Remember the goals against Stoke? Lampard put the ball behind the full back. There were times last night when we could have done the same thing but didn’t. So we don’t put doubt into the minds of defenders.
There were phases last night that cried out for a Lebeouf type figure at the back who could quickly change the angle of attack with an accurate long ball out wide. It never happens now.
To me the patterns seem too set. We ignore the man in space too often for it to be poor vision of the part of the players. Surely we should use the best outlet and change the angle of attack more quickly. That’s my major whinge at the moment. I guess I’m seeing what the regulars have been watching for large parts of the season.
But I did enjoy it, a win is a win and events elsewhere only served to increase the warm feeling that three points brings. There is a spirit in the side and I didn’t feel that anyone played really poorly. I thought Malouda started brightly but got clattered twice and then faded. I wonder if teams know that if they hit him hard early they can take him out of the game? Bosingwa was very subdued I thought. But it’s his first season in the Premier League and perhaps a dip in form is not surprising.

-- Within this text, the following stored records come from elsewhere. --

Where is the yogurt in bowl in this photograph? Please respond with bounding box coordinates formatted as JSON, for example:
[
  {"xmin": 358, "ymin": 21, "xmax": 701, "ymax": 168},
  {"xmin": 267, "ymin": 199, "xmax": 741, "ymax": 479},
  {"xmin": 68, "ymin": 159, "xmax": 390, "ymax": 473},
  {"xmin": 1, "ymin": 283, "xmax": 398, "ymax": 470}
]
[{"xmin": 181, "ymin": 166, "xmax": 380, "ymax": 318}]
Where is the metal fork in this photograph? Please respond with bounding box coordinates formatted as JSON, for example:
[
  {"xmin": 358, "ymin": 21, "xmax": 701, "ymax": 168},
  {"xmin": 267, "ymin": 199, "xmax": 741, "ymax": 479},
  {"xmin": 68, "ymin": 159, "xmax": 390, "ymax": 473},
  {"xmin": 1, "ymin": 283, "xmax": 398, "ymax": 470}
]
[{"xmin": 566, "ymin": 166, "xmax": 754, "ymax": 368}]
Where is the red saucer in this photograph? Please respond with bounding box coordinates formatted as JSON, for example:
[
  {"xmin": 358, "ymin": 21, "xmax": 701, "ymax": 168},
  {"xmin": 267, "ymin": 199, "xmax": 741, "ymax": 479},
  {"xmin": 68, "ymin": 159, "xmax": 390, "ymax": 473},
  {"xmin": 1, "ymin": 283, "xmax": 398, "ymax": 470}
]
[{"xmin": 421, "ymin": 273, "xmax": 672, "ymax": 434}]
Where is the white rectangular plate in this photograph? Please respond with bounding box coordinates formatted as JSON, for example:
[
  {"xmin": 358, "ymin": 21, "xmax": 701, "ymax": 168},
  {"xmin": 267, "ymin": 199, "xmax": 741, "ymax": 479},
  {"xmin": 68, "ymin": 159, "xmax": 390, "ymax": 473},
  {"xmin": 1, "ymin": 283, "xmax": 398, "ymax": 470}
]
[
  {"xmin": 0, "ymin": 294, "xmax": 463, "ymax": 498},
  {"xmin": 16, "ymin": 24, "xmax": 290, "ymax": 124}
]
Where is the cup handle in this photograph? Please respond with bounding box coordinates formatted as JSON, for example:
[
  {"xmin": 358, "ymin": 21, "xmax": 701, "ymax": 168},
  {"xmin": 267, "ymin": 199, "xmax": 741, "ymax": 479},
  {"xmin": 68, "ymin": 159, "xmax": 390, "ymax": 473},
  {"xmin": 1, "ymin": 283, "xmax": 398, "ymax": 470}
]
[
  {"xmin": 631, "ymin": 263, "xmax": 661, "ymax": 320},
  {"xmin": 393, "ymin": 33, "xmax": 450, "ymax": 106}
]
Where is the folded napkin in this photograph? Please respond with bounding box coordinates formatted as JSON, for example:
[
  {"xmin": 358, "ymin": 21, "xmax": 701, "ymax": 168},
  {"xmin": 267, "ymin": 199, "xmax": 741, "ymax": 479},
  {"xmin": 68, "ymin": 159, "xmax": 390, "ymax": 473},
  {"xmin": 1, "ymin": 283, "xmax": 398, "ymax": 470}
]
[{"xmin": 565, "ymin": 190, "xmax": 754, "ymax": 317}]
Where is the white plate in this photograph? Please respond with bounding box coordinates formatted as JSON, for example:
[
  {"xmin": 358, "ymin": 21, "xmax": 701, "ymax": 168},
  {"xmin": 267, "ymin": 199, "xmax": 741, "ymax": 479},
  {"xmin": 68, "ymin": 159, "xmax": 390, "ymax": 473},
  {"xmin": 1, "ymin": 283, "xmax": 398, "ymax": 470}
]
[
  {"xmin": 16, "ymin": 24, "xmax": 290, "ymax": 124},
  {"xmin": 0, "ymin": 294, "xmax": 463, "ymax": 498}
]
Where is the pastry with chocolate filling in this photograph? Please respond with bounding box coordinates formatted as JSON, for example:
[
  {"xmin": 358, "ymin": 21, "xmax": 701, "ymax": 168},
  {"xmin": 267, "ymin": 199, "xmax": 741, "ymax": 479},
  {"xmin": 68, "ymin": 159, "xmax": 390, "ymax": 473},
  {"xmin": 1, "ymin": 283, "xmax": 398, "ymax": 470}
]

So to player ratings and in honour of our visitors from Teesside, home to a large chunk of what there is of Britain’s chemical industry, I thought I would use the some of the varying densities of Polyethylene. Players will be rated against the following scale with MDPE being the average.
– High Density Polyethylene HDPE
– High Density Cross-Linked Polyethylene HDXLPE
– Cross-Linked Polyethylene XLPE
– Medium Density Polyethylene MDPE
– Low Density Polyethylene LDPE
– Linear Low Density Polyethylene LLDPE
– Very Low Density Polyethylene VLDPE
Thus a load of trash would get you Very Low Density Polyethylene (VLDPE), a stellar performance High Density Polyethylene (HDPE).
- Petr Cech – MDPE – little to do but was secure.
- Jose Bosingwa – LDPE – didn’t deem to get into the game in his usual fashion.
- Alex – MDPE – did nothing silly, helped create the first goal.
- John Terry – MDPE – steady but no more.
- Ashley Cole – XLPE – offered a threat going forward, too easily beaten once or twice.
- John Obi Mikel – MDPE – did a job, but too many touches when the ball needs to move quickly.
- Michael Ballack – XLPE – got about the place in an unspectacular fashion.
- Frank Lampard – XLPE – tried to drive things but didn’t use his full range.
- Salomon Kalou – HDXLPE – tricky, lively, two good finishes.
- Florent Malouda – LDPE – started well and then faded again.
- Nicolas Anelka – MDPE – started to shine when he got space second half.
- Didier Drogba (sub) – XLPE – made an impact, he’s a striker so he’s too selfish sometimes.
- Deco (sub) – MDPE – too little time to tell.
- Miroslav Stoch (sub) – MDPE – too little time to tell.
So it’s all set up for the big game on Sunday. We have to keep eking out the wins. Let’s look to the wide open spaces.
Right yak driver let’s go.
And you’re right limetreebower, the man with the mic is a cock.